Alison Cummings. Thirty-two, unmarried, no children, a Harvard MBA.
It bit Alice’s ass that this young princess was named Alison. Until her arrival, everyone had called Alice by the shortened version of her name. Going by Al had endowed her with the power of masculinity in written communications and online, as well as providing a slight frisson of sexuality in face-to-face meetings, because she was so obviously female. It had worked for her. But Alison also went by Al, and during their first superficially pleasant and deeply cold-blooded meeting, the two women had agreed with gritted teeth that both would give up the nickname and go by their full names, to avoid confusion. Alice had thought Alison should, because of Alice’s seniority, be respectful and extend to Alice the right to go by Al, but that thought didn’t seem to cross anywhere near the younger woman’s mind. She’d been more interested in measuring Alice’s corner office with calculating eyes. Her own office down the hall was almost as large, but not as prestigious.
Alice steered her way into the TransWorld garage, parked in her reserved spot, and took the elevator to the thirtieth floor. Ruefully, she recalled that Alison Cummings had one thing working for her, literally: She’d brought her secretary with her during the merger. She had her guardian in place.
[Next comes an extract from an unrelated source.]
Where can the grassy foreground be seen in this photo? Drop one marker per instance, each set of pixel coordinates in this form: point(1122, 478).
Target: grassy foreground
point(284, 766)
Alice did not. Her own loyal and circumspect secretary, Eloise, in spite of Alice’s desperate pleas, had retired, leaving Alice personally bereft and professionally endangered. Eloise had been Alice’s watchdog and secret agent; Eloise could sense an office intrigue the moment it glinted in the conspirators’ eyes. Eloise would have helped Alice figure out just how determined Alison Cummings was to undermine her.
Since Eloise’s defection, Alice was scrambling to find a new secretary, but it was tough. Enough drastic changes were taking place with the merger; Alice didn’t want to raid a junior officer’s staff and provoke someone’s resentment, but she didn’t want to have to train someone totally new to the industry, either. Right now Alice had a temp from the office secretarial pool.